In situ hybridization
In situ hybridization was performed as previously described15,16. The probe for PHB detection was cloned into the pGEM-T Easy vector (Promega, USA), using the primers listed in Table S2. For microRNA in situ hybridization, a specific miR166 LNA probe (QIAGEN, Germany) was used. 100 ng probe were used per slide. The hybridization temperature was 52°C for PHB detection, and 58°C for miR166 detection.

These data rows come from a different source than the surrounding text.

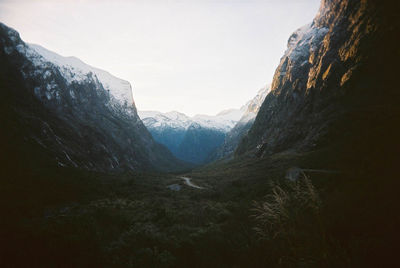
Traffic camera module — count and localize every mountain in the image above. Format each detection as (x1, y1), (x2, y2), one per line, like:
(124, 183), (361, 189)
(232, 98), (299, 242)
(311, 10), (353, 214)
(0, 24), (182, 172)
(235, 0), (400, 170)
(139, 109), (245, 164)
(208, 85), (271, 162)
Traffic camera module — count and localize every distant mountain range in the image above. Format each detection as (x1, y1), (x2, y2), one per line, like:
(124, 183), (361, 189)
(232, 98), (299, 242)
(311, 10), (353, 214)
(0, 23), (184, 172)
(139, 86), (269, 164)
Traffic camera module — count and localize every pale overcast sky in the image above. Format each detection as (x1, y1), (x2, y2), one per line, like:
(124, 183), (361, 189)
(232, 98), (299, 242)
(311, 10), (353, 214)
(0, 0), (320, 115)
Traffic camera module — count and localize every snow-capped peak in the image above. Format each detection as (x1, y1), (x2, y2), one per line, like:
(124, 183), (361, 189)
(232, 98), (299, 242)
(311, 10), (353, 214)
(27, 44), (134, 106)
(138, 109), (243, 132)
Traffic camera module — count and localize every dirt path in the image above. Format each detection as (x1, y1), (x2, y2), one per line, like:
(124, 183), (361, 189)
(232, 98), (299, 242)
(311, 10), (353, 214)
(181, 177), (204, 189)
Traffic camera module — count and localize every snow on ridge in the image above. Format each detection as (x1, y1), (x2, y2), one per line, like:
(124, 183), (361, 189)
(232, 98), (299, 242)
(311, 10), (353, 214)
(138, 109), (242, 132)
(27, 44), (135, 106)
(138, 85), (271, 133)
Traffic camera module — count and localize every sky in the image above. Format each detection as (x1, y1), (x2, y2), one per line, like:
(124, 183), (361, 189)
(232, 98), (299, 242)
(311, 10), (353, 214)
(0, 0), (320, 116)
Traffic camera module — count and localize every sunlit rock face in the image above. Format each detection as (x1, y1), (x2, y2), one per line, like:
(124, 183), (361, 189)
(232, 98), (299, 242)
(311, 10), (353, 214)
(0, 24), (180, 171)
(236, 0), (399, 166)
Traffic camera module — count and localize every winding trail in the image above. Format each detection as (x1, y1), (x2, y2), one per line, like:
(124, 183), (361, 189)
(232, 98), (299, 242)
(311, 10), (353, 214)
(180, 177), (204, 189)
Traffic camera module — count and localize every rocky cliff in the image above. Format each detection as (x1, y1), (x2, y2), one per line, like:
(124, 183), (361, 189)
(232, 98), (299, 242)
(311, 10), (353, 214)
(236, 0), (400, 170)
(0, 24), (181, 174)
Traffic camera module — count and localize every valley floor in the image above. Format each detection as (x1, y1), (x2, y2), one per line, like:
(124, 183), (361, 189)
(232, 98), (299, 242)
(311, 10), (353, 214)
(0, 148), (400, 267)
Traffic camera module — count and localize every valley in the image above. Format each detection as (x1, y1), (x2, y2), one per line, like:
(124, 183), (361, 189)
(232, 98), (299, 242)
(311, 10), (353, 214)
(0, 0), (400, 267)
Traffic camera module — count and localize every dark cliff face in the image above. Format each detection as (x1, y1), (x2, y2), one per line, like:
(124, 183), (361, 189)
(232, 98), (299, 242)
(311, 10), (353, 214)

Small RNA (sRNA) sequencing
Small-RNA (sRNA) data analyses were performed using a pipeline previously described17. Briefly, raw reads were trimmed using trim_galore v0.4.0 (https://www.bioinformatics.babraham.ac.uk/projects/trim_galore/) to remove the adapter sequences and bases that have a quality score lower than 10. Reads that could not be aligned to structural RNA sequences (rRNA, tRNA, snoRNA, snRNA, etc.) were aligned to the TAIR10 genome using Burrows–Wheeler aligner by allowing one mismatch per read17. The Tair10 genome was divided into non-overlapping 200-bp bins. The number of sRNA reads (with different lengths) in each 200-bp bin or specific genes were summarized and normalized to the structural RNA-removed library size (reads per 10 million) using bedtools v2.26.0 (https://bedtools.readthedocs.io/en/latest/). Results from two independent transgenic lines per construct were pooled.
Confocal imaging
All confocal images were acquired using a Leica TCS SP8 point scanning confocal microscope. For basic fuchsin staining, 5- or 6-day-old seedlings were first treated with 1M KOH solution for 6 hours at 37°C. Seedlings were then stained with 0.01% basic fuchsin solution in water for 5 minutes, and subsequently destained in 70% ethanol for 10 minutes. To check BAM1 expression pattern and SHR-GFP movement in the root tip, 5-day-old seedlings were imaged after propidium iodide (PI) staining. The settings used for the laser scanning are as follows: Ex:561nm, Em:600-700nm for basic fuchsin staining; Ex:488nm, Em:500-550nm for GFP; Ex:514nm, Em:525-570nm for YFP; Ex:561nm, Em:-680 nm for PI staining.
ACKNOWLEDGEMENTS
The authors thank Steven Clark and Zachary Nimchuk for kindly sharing materials; Wenjie Zeng, Xinyu Jian, Aurora Luque, and Yujing (Ada) Liu for technical assistance; and all members in Rosa Lozano-Duran’s and Alberto Macho’s groups for stimulating discussions and helpful suggestions. This research was supported by the Strategic Priority Research Program of the Chinese Academy of Sciences, Grant No. XDB27040206, and by the National Natural Science Foundation of China (NSFC) (grant numbers 31671994 and 31870250). Research in RL-D’s lab is funded by the Shanghai Center for Plant Stress Biology of the Chinese Academy of Sciences and the 100 Talent program of the Chinese Academy of Sciences. We apologize to authors of relevant primary research works that could not be directly cited in this manuscript due to length restrictions.